= Sonja Vlahović =

Serbian politician

Sonja Vlahović (Соња Влаховић; born 1969) is a politician in Serbia. She has served in the National Assembly of Serbia since 2014 as a member of the Serbian Progressive Party.

==Early life and career==
Vlahović was born in Peć, Socialist Autonomous Province of Kosovo, in what was then the Socialist Republic of Serbia in the Socialist Federal Republic of Yugoslavia. She has a bachelor's degree as an economist and now lives in the Belgrade municipality of New Belgrade.

==Political career==
Vlahović received the 117th position on the Progressive Party's Aleksandar Vučić — Future We Believe In electoral list for the 2014 Serbian parliamentary election and was elected when the list won a landslide victory with 158 out of 250 mandates. She was given the 111th position on the successor Aleksandar Vučić — Serbia Is Winning list for the 2016 parliamentary election and was re-elected when the list won 131 mandates. During the 2016–20 parliament, she was a member of the assembly's environmental protection committee and the committee on finance, state budget, and control of public spending; a deputy member of the committee on Kosovo-Metohija; and a member of the parliamentary friendship groups with Belarus, Cuba, India, Indonesia, Kazakhstan, Montenegro, Russia, and Uganda.

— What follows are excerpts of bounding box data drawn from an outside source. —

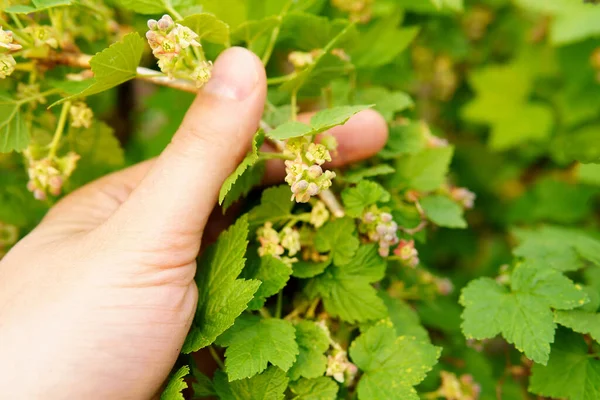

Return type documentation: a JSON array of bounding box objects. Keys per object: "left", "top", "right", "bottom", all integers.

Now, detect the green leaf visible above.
[
  {"left": 267, "top": 106, "right": 371, "bottom": 140},
  {"left": 288, "top": 320, "right": 329, "bottom": 381},
  {"left": 554, "top": 310, "right": 600, "bottom": 343},
  {"left": 342, "top": 180, "right": 390, "bottom": 218},
  {"left": 243, "top": 255, "right": 292, "bottom": 310},
  {"left": 290, "top": 376, "right": 339, "bottom": 400},
  {"left": 552, "top": 125, "right": 600, "bottom": 164},
  {"left": 379, "top": 121, "right": 429, "bottom": 159},
  {"left": 182, "top": 217, "right": 260, "bottom": 353},
  {"left": 420, "top": 195, "right": 467, "bottom": 228},
  {"left": 314, "top": 218, "right": 360, "bottom": 266},
  {"left": 529, "top": 331, "right": 600, "bottom": 400},
  {"left": 219, "top": 130, "right": 264, "bottom": 205},
  {"left": 306, "top": 245, "right": 387, "bottom": 323},
  {"left": 248, "top": 185, "right": 294, "bottom": 227},
  {"left": 379, "top": 291, "right": 429, "bottom": 341},
  {"left": 350, "top": 324, "right": 440, "bottom": 400},
  {"left": 214, "top": 367, "right": 288, "bottom": 400},
  {"left": 513, "top": 226, "right": 600, "bottom": 271},
  {"left": 218, "top": 315, "right": 298, "bottom": 381},
  {"left": 67, "top": 121, "right": 125, "bottom": 190},
  {"left": 50, "top": 32, "right": 144, "bottom": 107},
  {"left": 179, "top": 13, "right": 230, "bottom": 47},
  {"left": 192, "top": 367, "right": 217, "bottom": 398},
  {"left": 351, "top": 13, "right": 419, "bottom": 68},
  {"left": 310, "top": 105, "right": 373, "bottom": 135},
  {"left": 292, "top": 258, "right": 331, "bottom": 279},
  {"left": 0, "top": 93, "right": 30, "bottom": 153},
  {"left": 389, "top": 146, "right": 454, "bottom": 192},
  {"left": 462, "top": 60, "right": 553, "bottom": 150},
  {"left": 117, "top": 0, "right": 194, "bottom": 14},
  {"left": 460, "top": 264, "right": 588, "bottom": 365},
  {"left": 160, "top": 365, "right": 190, "bottom": 400},
  {"left": 344, "top": 164, "right": 396, "bottom": 183}
]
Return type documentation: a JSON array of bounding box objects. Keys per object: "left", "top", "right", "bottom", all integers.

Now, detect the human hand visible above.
[{"left": 0, "top": 48, "right": 387, "bottom": 400}]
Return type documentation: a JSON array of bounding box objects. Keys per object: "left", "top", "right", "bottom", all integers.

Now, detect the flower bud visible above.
[
  {"left": 0, "top": 53, "right": 17, "bottom": 79},
  {"left": 69, "top": 102, "right": 94, "bottom": 128},
  {"left": 305, "top": 143, "right": 331, "bottom": 165},
  {"left": 148, "top": 19, "right": 158, "bottom": 31}
]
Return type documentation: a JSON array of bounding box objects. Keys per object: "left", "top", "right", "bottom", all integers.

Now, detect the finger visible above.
[
  {"left": 264, "top": 110, "right": 388, "bottom": 184},
  {"left": 43, "top": 159, "right": 155, "bottom": 233},
  {"left": 104, "top": 48, "right": 266, "bottom": 245}
]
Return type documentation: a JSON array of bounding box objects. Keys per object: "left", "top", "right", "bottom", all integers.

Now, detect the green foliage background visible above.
[{"left": 0, "top": 0, "right": 600, "bottom": 400}]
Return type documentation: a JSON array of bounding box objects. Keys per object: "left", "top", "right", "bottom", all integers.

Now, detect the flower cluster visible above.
[
  {"left": 23, "top": 149, "right": 79, "bottom": 200},
  {"left": 146, "top": 15, "right": 212, "bottom": 87},
  {"left": 436, "top": 371, "right": 481, "bottom": 400},
  {"left": 69, "top": 101, "right": 94, "bottom": 128},
  {"left": 450, "top": 187, "right": 476, "bottom": 209},
  {"left": 0, "top": 26, "right": 21, "bottom": 79},
  {"left": 360, "top": 206, "right": 398, "bottom": 257},
  {"left": 394, "top": 240, "right": 419, "bottom": 268},
  {"left": 257, "top": 222, "right": 301, "bottom": 265},
  {"left": 284, "top": 137, "right": 335, "bottom": 203}
]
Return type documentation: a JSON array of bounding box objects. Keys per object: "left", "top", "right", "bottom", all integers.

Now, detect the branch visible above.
[{"left": 47, "top": 53, "right": 346, "bottom": 218}]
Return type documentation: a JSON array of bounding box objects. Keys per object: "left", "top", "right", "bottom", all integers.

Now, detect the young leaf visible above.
[
  {"left": 214, "top": 367, "right": 288, "bottom": 400},
  {"left": 420, "top": 195, "right": 467, "bottom": 228},
  {"left": 554, "top": 310, "right": 600, "bottom": 343},
  {"left": 350, "top": 324, "right": 440, "bottom": 400},
  {"left": 219, "top": 130, "right": 264, "bottom": 205},
  {"left": 342, "top": 180, "right": 390, "bottom": 218},
  {"left": 460, "top": 264, "right": 588, "bottom": 365},
  {"left": 513, "top": 226, "right": 600, "bottom": 271},
  {"left": 51, "top": 32, "right": 144, "bottom": 107},
  {"left": 182, "top": 216, "right": 260, "bottom": 353},
  {"left": 315, "top": 218, "right": 360, "bottom": 266},
  {"left": 306, "top": 245, "right": 387, "bottom": 323},
  {"left": 389, "top": 146, "right": 454, "bottom": 192},
  {"left": 344, "top": 164, "right": 396, "bottom": 183},
  {"left": 248, "top": 185, "right": 294, "bottom": 227},
  {"left": 160, "top": 365, "right": 190, "bottom": 400},
  {"left": 242, "top": 253, "right": 292, "bottom": 310},
  {"left": 267, "top": 106, "right": 371, "bottom": 140},
  {"left": 529, "top": 331, "right": 600, "bottom": 400},
  {"left": 0, "top": 93, "right": 30, "bottom": 153},
  {"left": 179, "top": 13, "right": 230, "bottom": 47},
  {"left": 218, "top": 315, "right": 298, "bottom": 381},
  {"left": 288, "top": 320, "right": 329, "bottom": 381},
  {"left": 290, "top": 376, "right": 339, "bottom": 400}
]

Vlahović received the 185th position on the Progressive Party's Aleksandar Vučić — For Our Children list for the 2020 election and was elected to a third term when the list won an increased majority with 188 mandates. She is now a member of the committee on finance, state budget, and control of public spending; a deputy member of the committee on the economy, regional development, trade, tourism, and energy; a deputy member of the committee on administrative, budgetary, mandate, and immunity issues; and a member of the parliamentary friendship groups with Canada, China, France, Germany, Italy, Russia, Slovenia, and Switzerland.